Press release: Samaritans’ comment on the 2009 UK suicide figures published today by the Office for National Statistics

Stephen Platt, Samaritans’ Trustee and Professor of Health Policy Research at the University of Edinburgh, said:   “The 2009 UK suicide figures show that the suicide rate has remained unchanged compared with 2008. In the current economic climate, suicide rates could have been expected to rise and therefore this news is encouraging.

“That said, suicide rates may still increase over the coming years as the long-term effects of the recession, rising unemployment and budget cuts take their toll on the mental health of the nation. Every suicide is a tragedy and it is vital that, as a nation, we do not become complacent in our work to reduce the number of unnecessary deaths.

“We call on all agencies to prioritise suicide prevention strategies, with a focus on school leavers struggling to find jobs and low-skilled older workers who have been prematurely excluded from the labour market. We also call on employers, healthcare professionals and members of the general public to look out for the signs of suicide in their staff, patients, family members or friends, and to take action if they are worried about someone.

“In addition to our 24/7 helpline, Samaritans’ 18,500 volunteers continue to reach out to vulnerable people in schools, prisons, places of work and on the railways. We are also looking to the future by developing our understanding of the online environment, and building partnerships with search engines such as Google and social networking sites such as Facebook, to ensure that people who are distressed online are directed to sources of emotional support.”
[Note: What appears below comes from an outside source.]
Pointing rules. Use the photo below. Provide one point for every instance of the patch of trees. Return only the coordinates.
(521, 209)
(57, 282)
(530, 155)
For interviews or more information about Samaritans please contact Sal Lalji, Press & PR Manager at Samaritans, on 020 8394 8342 / 07943 809 162 or email s.lalji@samaritans.org


Notes to Editor

Employers, healthcare professionals and members of the general public should be aware of the signs to watch out for if they are worried that someone they know is having difficulty coping:

  1. Being withdrawn or unsociable
  2. Being low-spirited or depressed
  3. Drinking alcohol excessively or becoming dependent on drugs
  4. Finding it difficult to relate to others
  5. Taking less care of themselves
  6. Acting out of character
  7. Being tearful or constantly fighting back tears
  8. Being excessively irritable
  9. Finding it hard to concentrate
  10. Feeling less energetic or particularly tired
  11. Eating much less or much more than usual
  12. Putting themselves down (self-mockingly as well as seriously), e.g. “Nobody loves me” or “I’m a waste of space”.
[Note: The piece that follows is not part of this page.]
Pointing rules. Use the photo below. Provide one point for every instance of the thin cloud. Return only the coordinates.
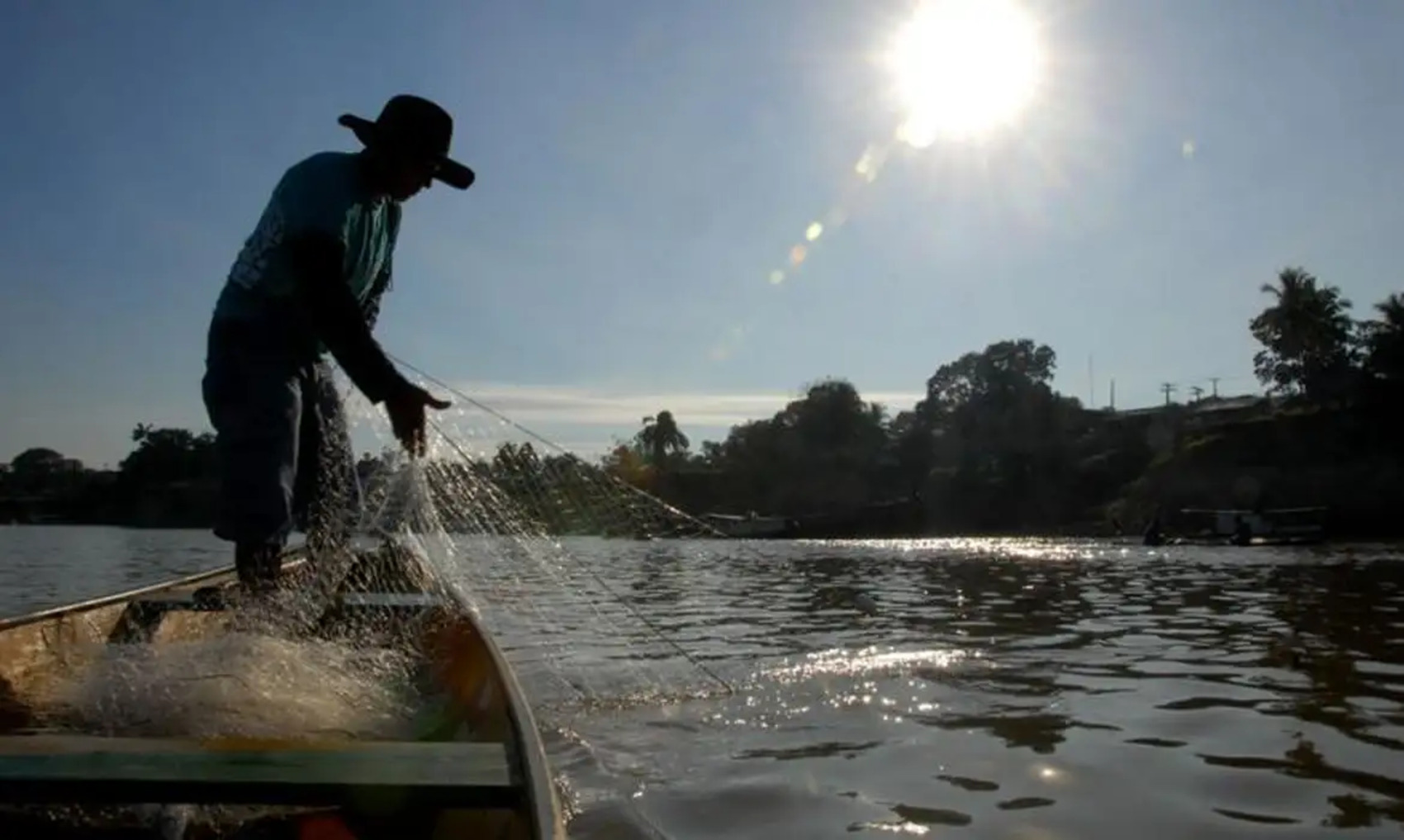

If you are worried that someone is in imminent danger from themselves or others, please call the police. If you are worried about someone who is distressed but not in imminent danger, you can make a third-party referral to Samaritans – by giving us their name and email address or phone number. You can also talk to the person you are worried about directly – when someone feels suicidal they often do not want to worry or frighten other and so do not talk about the way they feel. By asking directly about suicide you give them permission to tell you how they feel.